My fears of appearing to Pat like a modern day Luddite (a group of English factory worker revolutionaries who feared technology’s threat to their job security and so smashed industrial machines in the early 19th century) vanished within seconds of our conversation starting. The reason was simple. Rather than explaining steps from his own viewpoint and level of understanding, Pat took into consideration my own knowledge base and included information which, whilst irrelevant to him, was highly pertinent for me. Thus, what could have been a long afternoon of confused e-mail exchange, face losing, temper fraying and wasted time became 15 minutes of clear, step-by-step, non-patronising explanation.
In business terms we can certainly put a monetary value on the time saved.
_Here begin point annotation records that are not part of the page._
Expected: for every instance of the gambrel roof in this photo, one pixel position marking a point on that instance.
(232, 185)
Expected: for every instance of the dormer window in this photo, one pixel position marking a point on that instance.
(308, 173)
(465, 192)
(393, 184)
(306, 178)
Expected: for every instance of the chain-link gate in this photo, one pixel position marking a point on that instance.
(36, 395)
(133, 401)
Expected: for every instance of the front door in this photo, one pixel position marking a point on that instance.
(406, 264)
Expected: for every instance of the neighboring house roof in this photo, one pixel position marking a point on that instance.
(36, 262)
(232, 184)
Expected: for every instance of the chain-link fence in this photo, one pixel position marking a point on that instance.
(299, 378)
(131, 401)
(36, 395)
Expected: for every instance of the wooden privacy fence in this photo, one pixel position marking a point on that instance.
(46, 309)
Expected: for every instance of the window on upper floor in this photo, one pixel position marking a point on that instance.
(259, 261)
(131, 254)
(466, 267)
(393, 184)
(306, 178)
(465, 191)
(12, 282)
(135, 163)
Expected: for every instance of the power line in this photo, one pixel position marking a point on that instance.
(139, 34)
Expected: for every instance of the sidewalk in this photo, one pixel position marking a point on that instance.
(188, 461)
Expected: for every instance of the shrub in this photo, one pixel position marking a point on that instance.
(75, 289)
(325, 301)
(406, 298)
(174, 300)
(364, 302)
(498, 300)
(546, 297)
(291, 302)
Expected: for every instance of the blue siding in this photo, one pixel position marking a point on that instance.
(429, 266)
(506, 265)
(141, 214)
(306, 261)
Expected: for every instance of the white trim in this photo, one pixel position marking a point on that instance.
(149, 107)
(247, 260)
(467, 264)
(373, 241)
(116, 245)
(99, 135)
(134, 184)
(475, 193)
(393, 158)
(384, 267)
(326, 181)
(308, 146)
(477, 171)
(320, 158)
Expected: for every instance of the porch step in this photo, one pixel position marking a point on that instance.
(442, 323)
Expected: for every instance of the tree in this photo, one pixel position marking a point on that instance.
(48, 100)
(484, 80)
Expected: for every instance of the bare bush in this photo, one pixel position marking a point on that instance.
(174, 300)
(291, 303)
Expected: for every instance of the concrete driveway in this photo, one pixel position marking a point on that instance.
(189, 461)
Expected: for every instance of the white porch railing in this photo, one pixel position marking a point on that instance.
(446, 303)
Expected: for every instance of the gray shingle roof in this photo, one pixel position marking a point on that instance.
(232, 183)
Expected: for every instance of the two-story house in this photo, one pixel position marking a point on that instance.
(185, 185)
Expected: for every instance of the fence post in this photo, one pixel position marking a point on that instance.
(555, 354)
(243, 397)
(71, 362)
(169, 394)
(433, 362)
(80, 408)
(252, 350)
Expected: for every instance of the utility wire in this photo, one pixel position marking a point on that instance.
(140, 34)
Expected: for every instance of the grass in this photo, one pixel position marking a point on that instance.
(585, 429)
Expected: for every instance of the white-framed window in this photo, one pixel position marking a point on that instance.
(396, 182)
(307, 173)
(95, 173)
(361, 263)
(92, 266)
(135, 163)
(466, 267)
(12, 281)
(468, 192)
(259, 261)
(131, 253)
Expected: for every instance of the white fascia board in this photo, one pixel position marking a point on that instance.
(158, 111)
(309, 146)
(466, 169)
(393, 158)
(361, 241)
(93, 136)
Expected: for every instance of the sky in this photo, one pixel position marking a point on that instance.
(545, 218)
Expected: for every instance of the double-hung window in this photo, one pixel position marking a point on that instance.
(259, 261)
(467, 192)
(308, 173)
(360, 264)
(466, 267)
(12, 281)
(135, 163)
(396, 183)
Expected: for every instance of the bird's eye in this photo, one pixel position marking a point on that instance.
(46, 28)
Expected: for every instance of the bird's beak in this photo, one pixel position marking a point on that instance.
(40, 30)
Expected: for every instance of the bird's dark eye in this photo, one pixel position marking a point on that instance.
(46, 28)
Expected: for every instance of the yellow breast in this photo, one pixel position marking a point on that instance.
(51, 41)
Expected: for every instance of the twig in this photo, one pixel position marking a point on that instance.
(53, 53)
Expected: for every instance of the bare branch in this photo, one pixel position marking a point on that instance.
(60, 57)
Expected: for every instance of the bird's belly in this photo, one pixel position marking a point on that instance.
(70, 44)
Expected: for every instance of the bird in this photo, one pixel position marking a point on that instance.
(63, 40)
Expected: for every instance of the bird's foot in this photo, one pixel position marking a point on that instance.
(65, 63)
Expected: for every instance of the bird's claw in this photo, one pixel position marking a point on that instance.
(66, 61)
Worth consideration also must be the professional image and relationship building that such consideration and clarity enhances. Time taken thinking about clear communication translates directly into higher levels of customer (internal and external) satisfaction, client retention and, in the long term, profit. Take those extra few minutes to plan your message with the recipient in mind, then sit back and reap the benefits!